Protokoll der Sitzung vom 12.04.2011

(Beifall bei der CDU und bei Abgeordneten der FDP)

Die Studie geht davon aus, dass 3.400 km Leitungsnetze zu bauen sein werden. Ich streite nicht um die Frage, ob das die richtige Zahl ist. Selbst wenn es nur 2.000 km wären, wäre das eine gigantische Aufgabe.

Wenn wir dann darangehen, müssen wir die Bezahlbarkeit und die Umsetzbarkeit des Ganzen ebenfalls wieder im Blick haben. Am Ende müssen wir den Bürgerinnen und Bürgern z. B. nicht nur sagen: „Wir wollen euch nicht belasten“, und dürfen nicht jedem das erzählen, was er vor Ort hören will, sondern wir müssen dann auch sagen, was der Bau einer Erdleitung im Gegensatz zu einer konventionellen überirdischen Stromtrasse für die Anwohner, für

die Verbraucher, für die Unternehmen und für die Arbeitsplätze bedeutet. Das kann man wollen. Redlicherweise darf man es nur wollen, und allemal als verantwortliche Politiker, wenn man auch die Konsequenzen darlegt. Mit Sicherheit ist der so gewonnene Strom jedenfalls teurer als bei Freileitungen. Das wird niemand ernsthaft bestreiten.

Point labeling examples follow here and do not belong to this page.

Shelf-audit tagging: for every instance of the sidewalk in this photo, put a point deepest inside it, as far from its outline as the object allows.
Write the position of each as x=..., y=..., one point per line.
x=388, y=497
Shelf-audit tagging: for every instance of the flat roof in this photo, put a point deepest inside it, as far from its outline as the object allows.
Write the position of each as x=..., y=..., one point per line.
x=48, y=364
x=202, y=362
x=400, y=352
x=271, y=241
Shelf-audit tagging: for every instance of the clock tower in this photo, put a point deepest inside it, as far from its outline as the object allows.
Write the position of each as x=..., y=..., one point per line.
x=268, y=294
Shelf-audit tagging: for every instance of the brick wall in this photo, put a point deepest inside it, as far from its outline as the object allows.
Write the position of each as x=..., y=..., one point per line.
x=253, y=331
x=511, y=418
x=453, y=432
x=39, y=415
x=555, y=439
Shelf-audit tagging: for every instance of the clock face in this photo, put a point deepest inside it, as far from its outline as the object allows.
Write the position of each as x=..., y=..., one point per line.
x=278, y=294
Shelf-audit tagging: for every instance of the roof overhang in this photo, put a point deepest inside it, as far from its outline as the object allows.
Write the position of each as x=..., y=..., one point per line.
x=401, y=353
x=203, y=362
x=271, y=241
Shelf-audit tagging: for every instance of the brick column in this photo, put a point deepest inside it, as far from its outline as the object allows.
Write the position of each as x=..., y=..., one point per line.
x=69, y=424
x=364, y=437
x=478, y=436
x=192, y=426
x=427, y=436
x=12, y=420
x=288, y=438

(Beifall bei der CDU und bei Abgeordneten der FDP – Zuruf der Abg. Petra Fuhrmann (SPD))

Die vierte Aufgabe, die uns gestellt wird, ist das Lastmanagement und die Speichertechnik. Wenn Stromerzeugung und Stromnachfrage wie bei Wind- und Sonnenkraft auseinanderfallen, brauchen wir eine zunehmende Flexibilisierung unseres Energiesystems. Alle sind für innovative Speichersysteme. Die kann man aber nicht herbeibeschließen. Die muss man entwickeln. Das wird Zeit kosten.

Über die Nutzung neuer Technologien in Verbindung mit Smart Meter/Smart Grids und vieles andere mehr zur Systemoptimierung streiten wir nicht. Ich will nur darauf hinweisen: All das, was man bräuchte, haben wir jedenfalls in diesem Umfang heute nicht. Daraus folgt für mich wieder: Wir müssen versuchen, diesen Weg besonnen, rational, realistisch und mit der Akzeptanz der Bevölkerung zu gehen. Dabei müssen wir bedenken: Hessen ist keine Insel. Die nationalen und europäischen Rahmenvorgaben binden uns. Deshalb habe ich auch Zweifel, ob es vor diesem Hintergrund gut ist, dass man ganz stark auf Energieautonomie setzt, also autonome Energie in Hessen, wie es das Konzept einer Fraktion dieses Hauses vorsieht.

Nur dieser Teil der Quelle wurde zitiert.